Mulligan
Give me a museum and I'll fill it. (Picasso) Give me a forum ...
- Joined
- May 3, 2009
- Messages
- 9,343
This is a very active thread, and it all sounds rather complicated to me.
I've just skimmed out of curiosity, so maybe I missed it, but how many of you are tracking your annual total return? I get the impression that these issues are to provide some downside protection, so is there a Total Market/Total Bond AA that would be close in terms of market swings? Do these preferred stock portfolios do that much better overall?
I'm guessing there's no simple answer - it depends on your picks, and buy/sell points. Any decent correlation between individuals doing this?
-ERD50
ERD, If your a total return person, these probably wouldnt be of too much interest to you, unless you just wanted a different subset class to invest in... Most people say no more than 5-10% of NW. FWIW, I returned 30% total the previous 2 years combined and maybe 11% this year. So this year is way under market returns. But I dont invest to beat the market....Year in year out over rising and declining interest rate cycles, 6% perferreds wont beat the market.
These are mostly for people who are investing for income streams.
Now I take it to a bit of extreme because I like to have fun, and my pension covers 150% of my monthly expenses and has a cola so I dont need any returns at all as it wont change my lifestyle either way..
Most buy a few issues and hold for the safe income stream.
Me, I kind of cover all angles... Term dated preferreds, meaning they mature at a predetermined date and you get your par money back...Examples I own...LANDP, RILYL, KYN-F, CNIGO.... Adjustables that yield more when Libor goes up and less when it goes down. Examples include ALLY-A, NSS, GJO... ....Perpetuals. These have no maturity dates and will trade in the wind to long end of yield curve.

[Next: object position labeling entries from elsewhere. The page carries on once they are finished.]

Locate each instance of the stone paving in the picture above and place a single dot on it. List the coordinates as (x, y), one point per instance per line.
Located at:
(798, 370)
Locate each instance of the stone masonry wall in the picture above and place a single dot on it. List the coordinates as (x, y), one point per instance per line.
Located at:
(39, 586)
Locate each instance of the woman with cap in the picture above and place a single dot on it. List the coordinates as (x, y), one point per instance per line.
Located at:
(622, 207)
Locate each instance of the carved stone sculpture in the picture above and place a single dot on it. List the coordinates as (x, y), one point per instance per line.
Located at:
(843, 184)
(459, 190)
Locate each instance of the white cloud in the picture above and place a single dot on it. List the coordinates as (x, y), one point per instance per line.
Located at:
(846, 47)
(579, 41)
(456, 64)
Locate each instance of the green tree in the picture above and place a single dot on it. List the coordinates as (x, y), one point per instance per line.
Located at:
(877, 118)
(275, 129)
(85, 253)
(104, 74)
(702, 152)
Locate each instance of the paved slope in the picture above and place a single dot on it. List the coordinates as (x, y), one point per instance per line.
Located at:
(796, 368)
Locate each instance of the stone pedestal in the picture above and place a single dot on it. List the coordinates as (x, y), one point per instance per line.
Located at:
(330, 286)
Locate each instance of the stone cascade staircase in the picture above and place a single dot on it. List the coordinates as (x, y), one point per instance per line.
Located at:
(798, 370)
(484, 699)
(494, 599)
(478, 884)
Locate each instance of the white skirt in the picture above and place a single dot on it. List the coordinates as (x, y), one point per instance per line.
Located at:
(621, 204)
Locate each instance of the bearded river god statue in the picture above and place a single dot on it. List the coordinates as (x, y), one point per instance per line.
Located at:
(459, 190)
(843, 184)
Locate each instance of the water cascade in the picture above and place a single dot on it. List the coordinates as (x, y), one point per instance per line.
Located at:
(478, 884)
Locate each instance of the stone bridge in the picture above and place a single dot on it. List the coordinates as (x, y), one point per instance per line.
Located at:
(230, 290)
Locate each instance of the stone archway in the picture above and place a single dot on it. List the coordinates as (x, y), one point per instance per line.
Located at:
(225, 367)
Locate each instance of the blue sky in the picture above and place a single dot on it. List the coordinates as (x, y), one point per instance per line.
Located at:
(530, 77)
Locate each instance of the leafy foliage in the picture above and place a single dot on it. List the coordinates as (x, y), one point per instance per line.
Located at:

Examples I own are PPWLO, FIISO, AILLL..... Then there are subsets under the above that are higher yeilders and lower yielders based on financial strength of company...
Take the adjustables example above...RILYL and KYN-F are term dated issues that have to mature in 2-3 years...RILYL has a yield of 7% ish and is not QDI as it is a note. KYN-F is about a 3.3% yield, but is QDI and A+ “bond rated”, by Fitch. So the riskier issues will yield more.